You will be hawk-eyed every waking second and yet unable to notice the time when your child changes from a sweet cuddly angel to a little shrieking monster that terrorizes everyone in the house. Your child will undergo different stages in growth and each stage will test you differently. In some stages, you will learn, and just when you start getting comfortable winning, you will lose terribly because your child will already have changed to a different person.

You Will Also Evolve.

Conventional wisdom is that mothers are strong and will fight to the end of the world for the sake of their children. That is true. Motherhood tends to unveil different strengths within you that you would never have thought existed. Like the ability to love one self-absorbed individual so much and unconditionally that you cannot imagine a life without them.

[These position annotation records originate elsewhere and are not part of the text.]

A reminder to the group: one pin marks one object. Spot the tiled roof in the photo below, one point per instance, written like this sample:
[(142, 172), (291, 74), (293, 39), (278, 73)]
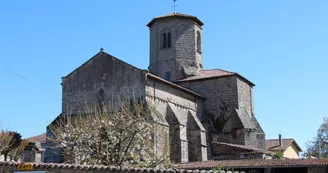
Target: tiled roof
[(208, 74), (200, 23), (114, 169), (39, 138), (273, 144), (212, 73), (254, 163)]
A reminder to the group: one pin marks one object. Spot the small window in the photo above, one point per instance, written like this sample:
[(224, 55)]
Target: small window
[(199, 42), (167, 76), (164, 40), (168, 40)]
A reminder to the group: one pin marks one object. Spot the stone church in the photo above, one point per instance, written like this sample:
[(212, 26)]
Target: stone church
[(212, 110)]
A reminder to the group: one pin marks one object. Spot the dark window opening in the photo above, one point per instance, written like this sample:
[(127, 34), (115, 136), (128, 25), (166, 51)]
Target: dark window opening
[(168, 40), (199, 42), (167, 76)]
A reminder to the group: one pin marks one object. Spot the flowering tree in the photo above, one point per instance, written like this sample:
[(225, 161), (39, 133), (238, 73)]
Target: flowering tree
[(107, 135)]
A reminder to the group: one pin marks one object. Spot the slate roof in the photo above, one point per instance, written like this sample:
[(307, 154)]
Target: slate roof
[(182, 168), (178, 15), (39, 138), (213, 73), (273, 144), (254, 163)]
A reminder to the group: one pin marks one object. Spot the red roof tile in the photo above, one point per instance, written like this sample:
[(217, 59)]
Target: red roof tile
[(273, 144), (212, 73), (39, 138), (253, 163), (244, 147), (180, 15)]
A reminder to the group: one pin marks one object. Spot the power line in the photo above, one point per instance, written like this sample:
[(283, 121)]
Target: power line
[(27, 80)]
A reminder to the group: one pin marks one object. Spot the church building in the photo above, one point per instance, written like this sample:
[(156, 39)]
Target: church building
[(208, 112)]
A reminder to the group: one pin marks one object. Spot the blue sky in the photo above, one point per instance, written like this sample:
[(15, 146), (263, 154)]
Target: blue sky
[(279, 45)]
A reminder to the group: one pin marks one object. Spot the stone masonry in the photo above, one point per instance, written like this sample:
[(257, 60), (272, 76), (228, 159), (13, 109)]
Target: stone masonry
[(199, 108)]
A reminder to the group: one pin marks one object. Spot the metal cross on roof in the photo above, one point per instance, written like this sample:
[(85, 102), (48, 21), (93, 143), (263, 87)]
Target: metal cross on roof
[(174, 5)]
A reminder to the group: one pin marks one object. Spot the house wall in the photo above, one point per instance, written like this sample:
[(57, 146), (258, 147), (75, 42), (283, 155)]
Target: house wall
[(292, 152), (224, 96), (104, 77), (178, 108)]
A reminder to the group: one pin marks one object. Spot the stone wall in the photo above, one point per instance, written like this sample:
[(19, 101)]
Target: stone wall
[(229, 110), (182, 59), (9, 167), (182, 112), (101, 79)]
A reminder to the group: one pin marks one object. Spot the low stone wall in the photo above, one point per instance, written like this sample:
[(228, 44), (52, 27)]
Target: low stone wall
[(10, 167)]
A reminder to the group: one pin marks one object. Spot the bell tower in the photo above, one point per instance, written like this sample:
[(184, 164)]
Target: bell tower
[(175, 46)]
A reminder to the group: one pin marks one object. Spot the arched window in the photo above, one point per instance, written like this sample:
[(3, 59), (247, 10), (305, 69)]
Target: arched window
[(166, 41), (199, 42), (101, 94)]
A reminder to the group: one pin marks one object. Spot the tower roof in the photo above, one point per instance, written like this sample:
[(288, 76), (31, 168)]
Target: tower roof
[(176, 15)]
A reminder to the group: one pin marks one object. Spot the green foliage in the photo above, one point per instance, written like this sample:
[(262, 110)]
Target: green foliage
[(218, 168), (123, 133)]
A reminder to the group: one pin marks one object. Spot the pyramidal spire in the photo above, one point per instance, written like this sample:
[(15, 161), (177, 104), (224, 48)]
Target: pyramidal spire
[(174, 6)]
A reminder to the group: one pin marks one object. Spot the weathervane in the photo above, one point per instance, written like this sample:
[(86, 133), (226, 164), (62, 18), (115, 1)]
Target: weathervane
[(174, 6)]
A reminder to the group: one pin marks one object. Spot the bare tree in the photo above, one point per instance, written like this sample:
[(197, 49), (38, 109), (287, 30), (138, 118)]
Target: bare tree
[(318, 147), (119, 134), (17, 152)]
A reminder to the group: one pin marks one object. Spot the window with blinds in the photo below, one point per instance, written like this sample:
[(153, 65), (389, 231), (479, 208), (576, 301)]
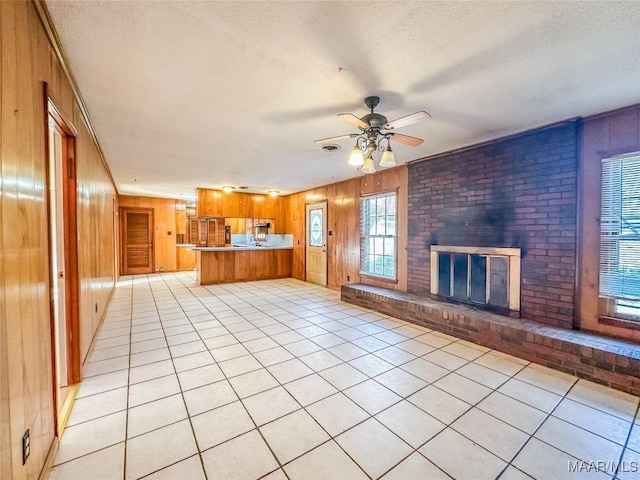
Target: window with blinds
[(378, 232), (620, 233)]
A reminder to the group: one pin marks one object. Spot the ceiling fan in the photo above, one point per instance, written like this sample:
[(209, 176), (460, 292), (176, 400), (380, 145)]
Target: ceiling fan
[(374, 128)]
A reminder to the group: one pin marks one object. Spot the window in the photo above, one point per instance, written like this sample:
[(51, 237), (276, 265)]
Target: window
[(378, 233), (620, 234)]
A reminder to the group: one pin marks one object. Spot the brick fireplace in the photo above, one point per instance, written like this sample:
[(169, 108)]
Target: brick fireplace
[(518, 193)]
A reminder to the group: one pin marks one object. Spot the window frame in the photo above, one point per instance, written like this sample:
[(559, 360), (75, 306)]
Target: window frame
[(365, 237), (612, 232)]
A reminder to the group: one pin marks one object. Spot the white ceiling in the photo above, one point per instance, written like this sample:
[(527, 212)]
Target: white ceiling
[(204, 94)]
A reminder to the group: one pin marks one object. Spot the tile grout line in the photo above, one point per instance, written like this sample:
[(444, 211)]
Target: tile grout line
[(374, 353)]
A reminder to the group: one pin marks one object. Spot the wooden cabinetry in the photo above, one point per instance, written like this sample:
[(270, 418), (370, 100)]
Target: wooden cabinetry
[(185, 259), (238, 265), (206, 231)]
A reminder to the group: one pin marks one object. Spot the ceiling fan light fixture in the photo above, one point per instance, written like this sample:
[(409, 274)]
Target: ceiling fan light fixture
[(388, 159), (368, 166), (356, 159)]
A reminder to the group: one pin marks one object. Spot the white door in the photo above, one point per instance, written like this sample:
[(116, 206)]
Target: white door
[(317, 243)]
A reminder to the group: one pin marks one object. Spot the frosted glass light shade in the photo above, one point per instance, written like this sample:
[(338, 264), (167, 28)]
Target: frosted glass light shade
[(356, 159), (368, 166), (388, 159)]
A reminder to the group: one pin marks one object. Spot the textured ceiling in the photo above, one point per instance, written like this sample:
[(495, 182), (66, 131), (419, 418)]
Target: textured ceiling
[(204, 94)]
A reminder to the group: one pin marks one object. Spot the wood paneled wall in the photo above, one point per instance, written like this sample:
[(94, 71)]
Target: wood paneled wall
[(27, 60), (164, 220), (602, 137), (215, 203), (343, 221)]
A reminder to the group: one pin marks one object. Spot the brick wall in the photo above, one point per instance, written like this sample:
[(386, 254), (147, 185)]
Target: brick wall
[(517, 192)]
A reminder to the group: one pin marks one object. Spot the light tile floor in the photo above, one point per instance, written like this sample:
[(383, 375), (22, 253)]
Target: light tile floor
[(280, 379)]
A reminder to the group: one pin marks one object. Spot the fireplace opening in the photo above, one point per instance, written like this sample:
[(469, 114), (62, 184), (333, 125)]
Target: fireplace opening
[(486, 277)]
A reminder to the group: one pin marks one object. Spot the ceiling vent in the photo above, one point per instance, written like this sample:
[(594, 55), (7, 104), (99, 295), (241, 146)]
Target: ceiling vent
[(330, 147)]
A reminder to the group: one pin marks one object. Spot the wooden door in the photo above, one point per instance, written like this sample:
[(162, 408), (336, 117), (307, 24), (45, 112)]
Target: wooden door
[(63, 258), (137, 240), (316, 244)]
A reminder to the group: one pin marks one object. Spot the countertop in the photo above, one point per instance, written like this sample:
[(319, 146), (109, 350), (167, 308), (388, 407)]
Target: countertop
[(241, 249)]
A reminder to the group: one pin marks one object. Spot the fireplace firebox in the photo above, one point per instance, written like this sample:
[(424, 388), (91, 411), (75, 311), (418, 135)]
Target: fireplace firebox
[(487, 277)]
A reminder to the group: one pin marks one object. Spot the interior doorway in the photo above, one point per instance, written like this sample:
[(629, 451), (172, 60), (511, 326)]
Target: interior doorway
[(316, 244), (137, 240), (63, 261)]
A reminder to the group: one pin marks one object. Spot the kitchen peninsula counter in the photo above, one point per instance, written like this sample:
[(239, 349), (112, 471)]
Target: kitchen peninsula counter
[(242, 263)]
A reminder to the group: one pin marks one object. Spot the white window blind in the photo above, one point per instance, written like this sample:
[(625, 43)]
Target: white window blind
[(620, 228)]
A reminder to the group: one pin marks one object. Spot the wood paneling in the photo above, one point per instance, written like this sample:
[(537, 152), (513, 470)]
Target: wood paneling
[(214, 203), (27, 60), (343, 217), (233, 265), (164, 216), (603, 136)]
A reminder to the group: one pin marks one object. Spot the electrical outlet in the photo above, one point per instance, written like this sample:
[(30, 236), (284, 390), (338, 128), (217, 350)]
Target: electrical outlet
[(26, 446)]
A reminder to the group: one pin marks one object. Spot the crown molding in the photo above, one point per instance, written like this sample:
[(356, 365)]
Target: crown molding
[(56, 44)]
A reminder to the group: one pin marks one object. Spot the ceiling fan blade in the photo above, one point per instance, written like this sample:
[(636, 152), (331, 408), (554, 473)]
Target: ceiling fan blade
[(405, 139), (335, 139), (353, 120), (407, 120)]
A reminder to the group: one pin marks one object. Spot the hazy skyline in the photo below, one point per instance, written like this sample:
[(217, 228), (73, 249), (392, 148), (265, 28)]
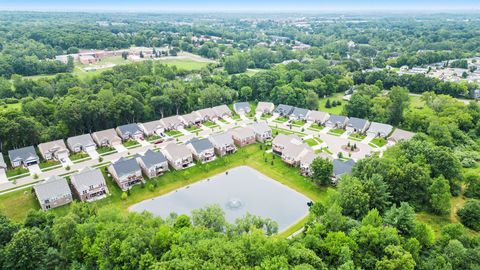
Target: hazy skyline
[(241, 6)]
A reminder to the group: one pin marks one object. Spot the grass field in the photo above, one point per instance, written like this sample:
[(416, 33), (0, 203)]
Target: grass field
[(336, 131), (16, 204)]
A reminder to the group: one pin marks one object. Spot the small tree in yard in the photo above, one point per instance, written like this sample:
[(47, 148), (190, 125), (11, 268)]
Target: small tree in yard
[(322, 171)]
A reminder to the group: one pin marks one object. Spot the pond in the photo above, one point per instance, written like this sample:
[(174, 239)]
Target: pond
[(238, 191)]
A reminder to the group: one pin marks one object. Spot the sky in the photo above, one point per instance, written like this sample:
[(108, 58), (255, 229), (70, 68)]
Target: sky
[(241, 5)]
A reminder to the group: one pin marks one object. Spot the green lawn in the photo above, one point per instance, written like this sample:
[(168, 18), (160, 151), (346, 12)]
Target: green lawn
[(192, 128), (334, 110), (336, 131), (106, 150), (48, 163), (281, 119), (12, 172), (131, 144), (357, 137), (16, 204), (311, 142), (210, 124), (315, 127), (174, 133), (298, 123), (77, 156), (185, 64), (379, 142)]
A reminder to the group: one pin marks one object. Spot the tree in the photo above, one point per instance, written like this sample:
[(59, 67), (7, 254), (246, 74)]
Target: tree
[(402, 218), (322, 171), (470, 214), (440, 196), (353, 198)]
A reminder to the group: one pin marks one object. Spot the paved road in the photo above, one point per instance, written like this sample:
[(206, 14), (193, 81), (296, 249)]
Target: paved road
[(334, 144)]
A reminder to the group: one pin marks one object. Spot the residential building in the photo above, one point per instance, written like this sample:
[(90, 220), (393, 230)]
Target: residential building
[(283, 110), (172, 122), (293, 153), (264, 107), (153, 163), (89, 184), (400, 134), (202, 149), (262, 131), (152, 128), (357, 125), (178, 156), (53, 192), (207, 114), (54, 150), (81, 143), (243, 136), (106, 138), (340, 168), (25, 156), (307, 160), (281, 141), (336, 121), (192, 118), (223, 143), (222, 111), (317, 117), (129, 131), (126, 172), (298, 114), (241, 108), (379, 130)]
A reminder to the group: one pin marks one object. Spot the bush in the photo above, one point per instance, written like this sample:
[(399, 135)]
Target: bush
[(470, 214)]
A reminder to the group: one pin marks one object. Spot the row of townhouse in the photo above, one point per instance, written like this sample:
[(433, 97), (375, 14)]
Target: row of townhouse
[(350, 124), (88, 184), (296, 153), (130, 171)]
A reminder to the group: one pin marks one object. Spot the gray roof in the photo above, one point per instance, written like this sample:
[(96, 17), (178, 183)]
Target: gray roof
[(265, 107), (24, 153), (243, 133), (357, 123), (151, 158), (337, 119), (201, 145), (52, 188), (86, 178), (241, 106), (129, 129), (221, 139), (380, 128), (260, 127), (177, 151), (83, 140), (284, 109), (400, 134), (342, 167), (222, 110), (125, 166), (299, 112)]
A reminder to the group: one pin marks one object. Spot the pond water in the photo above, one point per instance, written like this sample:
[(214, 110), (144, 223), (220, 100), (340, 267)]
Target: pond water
[(240, 191)]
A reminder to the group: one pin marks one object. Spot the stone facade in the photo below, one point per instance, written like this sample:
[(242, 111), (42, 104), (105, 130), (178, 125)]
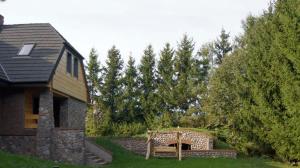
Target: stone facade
[(18, 144), (68, 145), (65, 143), (45, 125), (197, 141), (76, 114)]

Or how you can sleep so little and still be functional.

Your ability to speak up or be assertive will also get a boost and you will be incapable of holding your calm in a situation where you perceive the rights of your child threatened.

Your Friends Will Change.

Old friendships will no longer serve you and neither will you be indispensable to them. You will find yourself opening conversations with ‘’ Can you imagine what my son did today…” and that can be boring to anyone without a son to compare with. You will be starting new friendships with questions like, “Is that your first?”

One day, you will be balancing tears on the streets, wrestling a toddler on tantrums, and will want to follow home the elderly lady who will walk to you and whisper, “Just let him be. It’s not worth your peace.” You will start viewing such life-saving strangers as your friends.

Conclusion.

My kid is barely two, and yet so far, I have a list of hard realities I have learned all by myself. I love him more than I can love myself and yet still, I experience an ambivalence.

Glorifying motherhood by telling only the nice stories tends to put one on a pedestal where a mother’s most appealing resort is selflessness. The painstaking efforts you will employ to raise healthy, disciplined, and well-balanced children will be erroneously attributed as a default to your sex. The common notion has been that motherhood is divine and should not or cannot be a source of exasperation to a real woman. This belief is untrue.

Before you use guilt to cover yourself up like a safety blanket, remember that parenting is not a single person’s affair. As a mother, you will experience constant failures, and that does not make you a bad mother. The team that you hold close should consist of people who understand and accepts that you too have limits. Your support system should be people who value caregiving and don’t interpret caring for another human only as a woman’s job.